Previous studies in China mainly focused on a particular city or an urban agglomeration. However, the thermal distribution of LCZs differs with different cities in different climate zones and also differs temporally, there is a lack of comprehensive understanding it. This study comprehensively investigated diurnal and seasonal variations in MODIS LST between LCZ types among cities in three urban agglomerations in China. In addition, we also discussed the optimal LCZ combination for better urban cooling by altering urban area and population of each LCZ type. Firstly, we categorize LCZs across 63 major cities in China, mostly covered with provincial capital cities with superior economy and larger population, using Landsat 8 data.
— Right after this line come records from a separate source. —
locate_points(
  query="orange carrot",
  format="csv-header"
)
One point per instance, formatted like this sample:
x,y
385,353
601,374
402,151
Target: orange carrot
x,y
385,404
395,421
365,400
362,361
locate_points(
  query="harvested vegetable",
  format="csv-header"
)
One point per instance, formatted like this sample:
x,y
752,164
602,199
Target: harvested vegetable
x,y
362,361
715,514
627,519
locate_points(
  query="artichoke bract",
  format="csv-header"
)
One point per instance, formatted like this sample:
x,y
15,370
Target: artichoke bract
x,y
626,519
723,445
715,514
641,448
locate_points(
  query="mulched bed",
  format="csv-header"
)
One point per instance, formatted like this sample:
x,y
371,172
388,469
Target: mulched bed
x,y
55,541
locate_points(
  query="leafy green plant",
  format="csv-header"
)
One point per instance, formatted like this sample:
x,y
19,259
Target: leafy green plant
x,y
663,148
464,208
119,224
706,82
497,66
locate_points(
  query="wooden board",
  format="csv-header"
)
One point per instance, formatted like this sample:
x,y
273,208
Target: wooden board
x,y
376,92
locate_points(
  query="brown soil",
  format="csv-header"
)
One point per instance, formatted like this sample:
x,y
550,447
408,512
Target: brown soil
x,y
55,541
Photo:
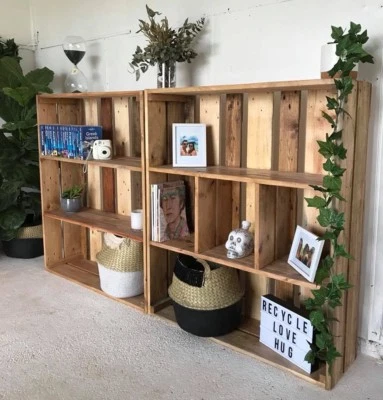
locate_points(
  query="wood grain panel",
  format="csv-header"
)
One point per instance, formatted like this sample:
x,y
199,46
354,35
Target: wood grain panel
x,y
74,236
286,209
94,201
205,227
135,107
123,136
157,131
50,200
210,115
70,112
233,140
92,111
356,233
259,155
175,114
339,328
157,276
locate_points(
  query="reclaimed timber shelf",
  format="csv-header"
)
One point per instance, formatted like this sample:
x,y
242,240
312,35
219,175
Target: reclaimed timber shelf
x,y
131,163
98,221
262,159
246,340
113,187
85,273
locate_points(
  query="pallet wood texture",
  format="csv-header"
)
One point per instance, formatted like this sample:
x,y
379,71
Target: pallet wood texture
x,y
113,187
262,159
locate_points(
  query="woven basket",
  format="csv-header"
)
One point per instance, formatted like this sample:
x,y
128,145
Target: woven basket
x,y
29,232
120,266
220,289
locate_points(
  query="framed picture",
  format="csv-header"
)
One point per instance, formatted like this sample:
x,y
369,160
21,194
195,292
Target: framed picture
x,y
305,253
189,145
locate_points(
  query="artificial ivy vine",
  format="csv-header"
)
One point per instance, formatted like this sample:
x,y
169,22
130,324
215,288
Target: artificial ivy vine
x,y
349,49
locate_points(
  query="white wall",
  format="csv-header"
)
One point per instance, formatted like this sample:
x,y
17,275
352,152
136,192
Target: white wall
x,y
15,23
244,41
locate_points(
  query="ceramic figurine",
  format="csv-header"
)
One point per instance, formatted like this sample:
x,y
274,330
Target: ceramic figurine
x,y
240,242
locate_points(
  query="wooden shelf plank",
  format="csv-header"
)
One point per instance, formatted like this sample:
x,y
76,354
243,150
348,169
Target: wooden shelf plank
x,y
89,95
85,273
185,245
131,163
279,270
98,220
246,88
246,340
299,180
Secondly, we study the diurnal and seasonal relationships between LCZs and LST in the three most important urban agglomerations in China (Jing-Jin-Ji, Yangtze River Delta, Pearl River Delta). In addition, MODIS quality control (QC) is important for LST temporal aggregation. Lai et al. [
28] showed that seasonal surface urban heat island (SUHI) differences with and without QC accounted for 29.9% of the total SUHI in China during night time and exceeded 5.0 K in northern cities. Therefore, QC is employed for seasonal LST calculations in this study. Finally, we explore the optimal combination of LCZs with minimum LST value for cool urban. This study will help us to comprehensively understand the urban surface thermal configuration of various LCZs in Chinese cities. Furthermore, it will be beneficial for planners and policy makers devising appropriate strategies to mitigate the urban thermal environment.